In the push for credentials, let’s not forget: pursuing a degree may be a purely economic decision, but getting an education is just plain hard work.

 

Too many people want the prestige of an education (a diploma or degree) and the benefits of an education (the ability to lead, think critically, understand the world, write well, etc.), but want to skip the hard work or pretend it shouldn't be necessary. This is like hiring a personal trainer and telling him: "In four years, I want to be able to win the Iron Man triathlon and run a four-minute mile…but I want to skip all that sweaty, boring exercise. And let's make sure my training is always fun and without discomfort."

 

If you want an education along with your degree, plan on the following:

 

  • Turn off your cell phone, iPod, Blackberry, or any other hand-held electronic device when you’re in class. Give yourself (and your classmates) a chance to take in the material without distraction.
     
  • Be prepared to read actual books—hard ones.
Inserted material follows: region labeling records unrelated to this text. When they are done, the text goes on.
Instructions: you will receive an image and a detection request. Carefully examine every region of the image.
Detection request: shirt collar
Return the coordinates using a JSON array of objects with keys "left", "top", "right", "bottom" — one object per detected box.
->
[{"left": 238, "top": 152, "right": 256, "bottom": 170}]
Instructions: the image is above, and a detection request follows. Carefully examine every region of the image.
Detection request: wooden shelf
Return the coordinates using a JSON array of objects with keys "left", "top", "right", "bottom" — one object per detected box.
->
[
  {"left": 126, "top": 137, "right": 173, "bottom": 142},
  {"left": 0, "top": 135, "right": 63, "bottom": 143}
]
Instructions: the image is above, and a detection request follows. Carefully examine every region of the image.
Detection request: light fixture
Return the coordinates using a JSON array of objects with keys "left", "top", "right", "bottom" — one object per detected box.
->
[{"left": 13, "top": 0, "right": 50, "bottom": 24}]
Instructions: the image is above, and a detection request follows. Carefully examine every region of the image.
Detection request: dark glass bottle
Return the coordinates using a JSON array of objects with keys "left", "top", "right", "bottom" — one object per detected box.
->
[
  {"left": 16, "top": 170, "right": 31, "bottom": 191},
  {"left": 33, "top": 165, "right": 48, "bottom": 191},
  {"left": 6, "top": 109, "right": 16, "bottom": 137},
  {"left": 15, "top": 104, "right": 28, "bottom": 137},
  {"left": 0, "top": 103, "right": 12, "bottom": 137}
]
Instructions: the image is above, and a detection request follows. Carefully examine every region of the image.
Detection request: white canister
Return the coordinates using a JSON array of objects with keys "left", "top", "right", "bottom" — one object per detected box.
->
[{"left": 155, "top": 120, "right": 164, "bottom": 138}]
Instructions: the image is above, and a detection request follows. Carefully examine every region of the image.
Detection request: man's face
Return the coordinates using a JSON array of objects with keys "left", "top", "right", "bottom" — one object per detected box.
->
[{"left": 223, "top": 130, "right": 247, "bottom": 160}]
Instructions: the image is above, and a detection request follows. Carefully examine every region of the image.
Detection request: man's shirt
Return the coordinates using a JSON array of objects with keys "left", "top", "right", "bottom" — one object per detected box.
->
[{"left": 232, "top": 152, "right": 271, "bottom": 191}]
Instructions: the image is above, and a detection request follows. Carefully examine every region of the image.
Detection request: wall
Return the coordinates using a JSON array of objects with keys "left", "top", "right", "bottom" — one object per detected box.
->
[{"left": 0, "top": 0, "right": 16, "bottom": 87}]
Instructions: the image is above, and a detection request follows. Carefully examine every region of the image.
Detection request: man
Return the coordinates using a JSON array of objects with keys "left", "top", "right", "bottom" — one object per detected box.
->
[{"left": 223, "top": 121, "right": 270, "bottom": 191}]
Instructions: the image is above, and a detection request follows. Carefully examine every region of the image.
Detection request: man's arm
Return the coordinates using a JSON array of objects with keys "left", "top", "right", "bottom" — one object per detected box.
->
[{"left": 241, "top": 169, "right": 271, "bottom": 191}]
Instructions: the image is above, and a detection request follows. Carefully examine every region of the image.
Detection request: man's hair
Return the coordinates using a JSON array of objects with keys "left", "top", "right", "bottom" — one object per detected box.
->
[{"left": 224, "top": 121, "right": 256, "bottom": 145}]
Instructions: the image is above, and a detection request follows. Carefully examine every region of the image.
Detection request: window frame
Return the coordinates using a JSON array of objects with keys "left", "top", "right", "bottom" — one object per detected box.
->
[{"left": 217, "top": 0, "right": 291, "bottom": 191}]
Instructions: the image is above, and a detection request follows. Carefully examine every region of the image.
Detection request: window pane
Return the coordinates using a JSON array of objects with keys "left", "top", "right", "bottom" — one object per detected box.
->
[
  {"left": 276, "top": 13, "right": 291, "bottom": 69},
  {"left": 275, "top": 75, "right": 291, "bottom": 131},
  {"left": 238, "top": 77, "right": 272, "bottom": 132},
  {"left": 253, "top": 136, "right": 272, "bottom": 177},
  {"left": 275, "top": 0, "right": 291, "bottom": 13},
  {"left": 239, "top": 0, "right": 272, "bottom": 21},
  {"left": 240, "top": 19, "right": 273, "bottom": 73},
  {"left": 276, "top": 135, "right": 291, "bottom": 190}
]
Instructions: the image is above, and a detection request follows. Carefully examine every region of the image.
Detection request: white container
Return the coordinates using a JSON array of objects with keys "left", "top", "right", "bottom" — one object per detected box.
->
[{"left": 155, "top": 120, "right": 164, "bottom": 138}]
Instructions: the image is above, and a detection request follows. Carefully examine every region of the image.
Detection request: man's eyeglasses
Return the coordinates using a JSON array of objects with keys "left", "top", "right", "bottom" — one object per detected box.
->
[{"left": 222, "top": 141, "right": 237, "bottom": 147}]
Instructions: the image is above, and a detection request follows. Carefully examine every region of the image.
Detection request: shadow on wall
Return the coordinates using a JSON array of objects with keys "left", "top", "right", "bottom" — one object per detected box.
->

Remember, struggling to understand material is part of mastery.
     
  • Never ask “will this be on the test?” If the instructor is covering it, it’s probably important—whether it’s on the test or not.
     
  • Go beyond memorization. Challenge yourself to absorb, analyze, critique, synthesize, and apply the material you’ve learned.

 

If you go through the motions and do the minimum, you’re likely to finish school with a degree. If, however, you invest time, effort, and work, you’re likely to finish your degree with an education, too.